GDPR: What You Need to Know

Prev Next

What is GDPR?

GDPR or General Data Protection Regulation is the European Union's (EU) data privacy regulation which gives EU citizens more control of their personal information. This regulation goes into effect on Friday May 25, 2018.

Although this is an EU regulation, it affects U.S. businesses because the wording of the regulation is extremely broad and covers any citizen of the EU no matter where they are in the world. Additionally, companies like Google are creating new user agreements and policies that comply with these regulations. These regulations will apply to anyone using their services in any country. For more information visit the GDPR site.

Why was GDPR Created?

GDPR was created in response to the massive amount of personal information that's gathered for various organizations like Google and Facebook.

What does GDPR do?

GDPR tightens the collection of personal data and restricts what businesses can and can't do with personal information which includes any data that can be used to identify someone. For example, name, phone number, address, orientation, health data, political opinions, location and IP address.

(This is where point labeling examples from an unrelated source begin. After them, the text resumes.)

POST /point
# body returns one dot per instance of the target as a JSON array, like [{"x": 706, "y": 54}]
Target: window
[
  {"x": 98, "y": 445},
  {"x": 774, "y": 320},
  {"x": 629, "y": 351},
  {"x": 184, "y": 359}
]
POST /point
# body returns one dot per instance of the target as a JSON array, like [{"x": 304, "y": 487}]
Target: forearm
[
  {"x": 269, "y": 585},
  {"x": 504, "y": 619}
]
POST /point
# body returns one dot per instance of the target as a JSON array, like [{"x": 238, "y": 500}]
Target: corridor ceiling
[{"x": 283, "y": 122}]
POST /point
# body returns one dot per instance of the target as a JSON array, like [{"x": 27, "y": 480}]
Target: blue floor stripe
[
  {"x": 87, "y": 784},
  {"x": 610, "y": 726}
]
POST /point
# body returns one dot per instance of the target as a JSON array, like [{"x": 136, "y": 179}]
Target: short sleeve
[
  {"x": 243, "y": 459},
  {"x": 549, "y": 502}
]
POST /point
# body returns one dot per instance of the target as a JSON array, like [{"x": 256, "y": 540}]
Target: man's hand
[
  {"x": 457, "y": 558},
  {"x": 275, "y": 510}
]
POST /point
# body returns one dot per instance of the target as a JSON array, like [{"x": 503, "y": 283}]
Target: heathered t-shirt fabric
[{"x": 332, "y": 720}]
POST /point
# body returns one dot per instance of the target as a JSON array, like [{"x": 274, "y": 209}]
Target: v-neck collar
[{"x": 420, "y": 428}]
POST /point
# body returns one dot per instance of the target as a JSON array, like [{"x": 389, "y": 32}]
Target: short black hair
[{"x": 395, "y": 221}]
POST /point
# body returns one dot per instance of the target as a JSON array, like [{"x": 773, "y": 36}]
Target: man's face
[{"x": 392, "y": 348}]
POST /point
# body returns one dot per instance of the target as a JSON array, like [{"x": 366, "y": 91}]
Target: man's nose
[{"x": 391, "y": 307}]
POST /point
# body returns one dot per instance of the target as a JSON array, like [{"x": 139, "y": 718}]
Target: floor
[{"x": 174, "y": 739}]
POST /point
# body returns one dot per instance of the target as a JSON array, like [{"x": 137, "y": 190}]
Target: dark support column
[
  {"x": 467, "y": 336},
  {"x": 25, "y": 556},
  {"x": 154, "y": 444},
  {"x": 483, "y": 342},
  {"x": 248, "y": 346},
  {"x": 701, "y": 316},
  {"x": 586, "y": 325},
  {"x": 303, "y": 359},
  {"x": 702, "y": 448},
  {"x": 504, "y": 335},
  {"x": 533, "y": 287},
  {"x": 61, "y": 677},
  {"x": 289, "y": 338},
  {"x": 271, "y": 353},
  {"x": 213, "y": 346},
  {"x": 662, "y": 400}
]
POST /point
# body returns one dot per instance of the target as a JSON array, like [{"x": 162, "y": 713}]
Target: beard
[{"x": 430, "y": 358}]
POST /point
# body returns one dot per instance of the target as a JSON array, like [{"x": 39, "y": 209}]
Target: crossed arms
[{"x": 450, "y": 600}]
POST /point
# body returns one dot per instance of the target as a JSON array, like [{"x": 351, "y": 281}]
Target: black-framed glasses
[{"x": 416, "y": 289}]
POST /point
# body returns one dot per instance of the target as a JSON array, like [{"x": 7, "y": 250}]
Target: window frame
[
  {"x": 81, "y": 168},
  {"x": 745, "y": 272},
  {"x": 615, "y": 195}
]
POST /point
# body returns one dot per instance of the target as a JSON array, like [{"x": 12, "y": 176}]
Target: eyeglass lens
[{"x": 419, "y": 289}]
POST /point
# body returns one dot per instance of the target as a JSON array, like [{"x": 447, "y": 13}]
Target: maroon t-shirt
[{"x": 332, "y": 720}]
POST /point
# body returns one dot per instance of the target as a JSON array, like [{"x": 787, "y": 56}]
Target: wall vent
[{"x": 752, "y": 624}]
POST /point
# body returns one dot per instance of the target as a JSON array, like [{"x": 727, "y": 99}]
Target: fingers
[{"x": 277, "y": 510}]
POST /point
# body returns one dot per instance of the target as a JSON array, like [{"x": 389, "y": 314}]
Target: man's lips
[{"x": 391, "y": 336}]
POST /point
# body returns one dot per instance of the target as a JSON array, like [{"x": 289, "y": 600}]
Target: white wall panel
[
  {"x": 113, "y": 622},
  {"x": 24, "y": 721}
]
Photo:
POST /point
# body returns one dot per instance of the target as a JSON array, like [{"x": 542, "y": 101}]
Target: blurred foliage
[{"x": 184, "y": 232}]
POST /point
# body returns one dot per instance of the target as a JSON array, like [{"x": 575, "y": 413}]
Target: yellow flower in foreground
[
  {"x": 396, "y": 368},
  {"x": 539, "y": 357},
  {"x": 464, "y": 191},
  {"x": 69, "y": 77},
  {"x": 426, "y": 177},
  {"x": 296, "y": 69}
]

What does your business need to do?

If your business asks for this information, you must include an updated privacy policy on your website. This policy should disclose the following:

  • What information is being collected?
  • Who is collecting it?
  • How is it collected?
  • Why is it being collected?
  • How will it be used?
  • Who will it be shared with?
  • What will be the effect of this on the individuals concerned?
  • Is the intended use likely to cause individuals to object or complain?

At the end of this privacy policy, users must have the ability to opt in or opt out of sharing their information with your business. Check out Google’s privacy policy for more information.

Users that share their information and later wish to be forgotten can do so, IF:

  • Information is no longer necessary for the original purpose for which it was gathered
  • The individual specifically withdraws consent
  • Data has been unlawfully processed 

What is the penalty for not complying?

A penalty will be given to businesses that are flagged and do not comply with these terms. The penalty is 20 million euro or 4% of annual revenue, whichever is greater.

For further advice, Klündt|Hosmer suggests seeking legal consultation. GDPR will have a major business impact across all industries as it affects any company with an online presence. 



DISCLAIMER: All data and information provided in this blog post are for informational purposes only. Klündt | Hosmer makes no representations as to the accuracy, completeness, currentness, suitability, or validity of any information contained herein. We recommend consulting with a lawyer for any legal advice pertaining to GDPR compliance.